Of note here is the well known phrase "then neither do I condemn you. Go now and leave your life of sin." Again, coming from a linguistic background, these words carry a great mental picture which is often encoded with hidden meaning when one looks at the richness of Middle Eastern language from which this translation is derived. Essentially, Jesus is painting a mental image of one covering their mouth and silently waving the person along. The literal translation of the Jewish holiday Yom Kippur is derived from this same etymological root, which means either to cover or atone or forgive. By metaphorically covering his mouth, Jesus declined the right to accuse her (and by extension all sinners) from their wrongdoing. He does end, however, with the often-overlooked admonition to "go now and leave your life of sin." The gospel requires you ot change the way you live, and not simply to enjoy "cheap grace," as Deitrich Bonhoeffer called it, by which some think they can live however they please.
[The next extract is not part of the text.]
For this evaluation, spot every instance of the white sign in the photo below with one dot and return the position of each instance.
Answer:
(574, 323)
III. Although repentance is not to be rested in, as any satisfaction for sin, or any cause of the pardon thereof, which is the act of God's free grace in Christ, yet it is of such necessity to all sinners, that none may expect pardon without it.
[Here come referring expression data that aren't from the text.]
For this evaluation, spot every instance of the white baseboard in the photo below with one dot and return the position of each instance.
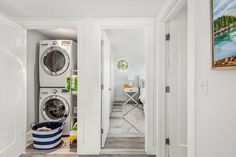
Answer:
(122, 151)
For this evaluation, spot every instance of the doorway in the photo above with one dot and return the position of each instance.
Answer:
(123, 89)
(176, 85)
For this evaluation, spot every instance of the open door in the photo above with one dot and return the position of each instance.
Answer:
(13, 88)
(177, 93)
(106, 72)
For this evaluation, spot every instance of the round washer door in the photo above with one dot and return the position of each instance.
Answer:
(55, 61)
(55, 108)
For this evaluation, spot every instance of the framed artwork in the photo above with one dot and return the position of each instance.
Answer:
(223, 14)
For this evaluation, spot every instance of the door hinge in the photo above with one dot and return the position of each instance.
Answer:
(168, 141)
(168, 37)
(167, 89)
Now comes both the reassurance of our salvation, and also the stern warning that we MUST be willing to leave behind our sinful ways if we are to truly enjoy the gift of God's grace and not suffer his wrath. Though the finished work of our salvation on the cross allows us to have blessed assurance that we will see Heaven, we still bear a responsibility as followers of Christ not to treat the blood of the covenant lightly.
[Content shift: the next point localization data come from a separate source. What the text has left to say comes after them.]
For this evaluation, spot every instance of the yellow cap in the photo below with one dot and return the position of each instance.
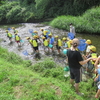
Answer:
(88, 42)
(93, 48)
(43, 37)
(16, 33)
(37, 36)
(35, 32)
(42, 29)
(68, 38)
(70, 41)
(45, 32)
(64, 39)
(75, 40)
(56, 36)
(27, 38)
(34, 36)
(6, 30)
(13, 27)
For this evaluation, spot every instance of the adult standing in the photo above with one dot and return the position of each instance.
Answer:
(72, 29)
(75, 62)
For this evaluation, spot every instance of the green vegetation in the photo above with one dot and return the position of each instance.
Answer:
(20, 80)
(89, 22)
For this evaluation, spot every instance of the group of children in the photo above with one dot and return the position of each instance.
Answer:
(49, 42)
(16, 36)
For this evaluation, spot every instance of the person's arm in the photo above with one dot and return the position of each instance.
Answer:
(97, 61)
(97, 94)
(96, 78)
(84, 61)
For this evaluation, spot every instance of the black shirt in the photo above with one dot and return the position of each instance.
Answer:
(73, 59)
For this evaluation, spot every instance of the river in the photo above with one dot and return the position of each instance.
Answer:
(23, 31)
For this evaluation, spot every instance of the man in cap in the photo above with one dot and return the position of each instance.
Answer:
(75, 62)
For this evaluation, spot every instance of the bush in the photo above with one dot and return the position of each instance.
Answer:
(42, 66)
(4, 9)
(89, 22)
IV. As there is no sin so small, but it deserves damnation; so there is no sin so great, that it can bring damnation upon those who truly repent.
Again we receive a stern warning that salvation may be a free gift from God, but that by no means entitles us to look lightly upon sin. If we suppose a God whose standard is absolute perfection, then the slightest deviation from that standard warrants a death sentence. Fortunately, Jesus Christ already died that death for us, and it is our responsibility to live humbly and soberly aware of that terrible cost that was paid, and never to be flippant about it by continuing to sin.
V. Men ought not to content themselves with a general repentance, but it is every man's duty to endeavor to repent of his particular sins, particularly.
1 John 1:9
Though in reformed theology we take a somewhat dim view of the Catholic notions of "confession" and "penance," nevertheless the scripture is clear that we have a duty to be open and honest with our fellow believers about the sins we struggle with. We can lean on our fellow believers in times of temptaion and make use of their prayers and intercession to help us in our struggle to avoid or repent from sin. Ultimately only God can forgive sin, but the prayer of a righteous man (or woman) is indeed powerful and effective, and it can be very helpful to know that we don't walk through our struggles alone.
VI. As every man is bound to make private confession of his sins to God, praying for the pardon thereof; upon which, and the forsaking of them, he shall find mercy; so he that scandelizeth his brother, or the Church of Christ, ought to be willing, by a private or public confession and sorrow for his sin, to declare his repentance to those that are offended; who are thereupon to be reconciled to him, and in love to receive him.
Again, we go to our fellow believers for prayer and encouragement not because they have any more power before God than we do, but rather because scripture encourages us to rely on one another for mutual encouragement and intercession. Secrecy is the devil's weapon, and any sin that you intend to go on hiding is one that you will inevitably repeat. On the other hand, if you are open with a few trusted friends about your stuggles, you can rest assured that they will hold you accountable and hopefully, with the help of the Holy Spirit, prevent you from struggling with that particular sin again.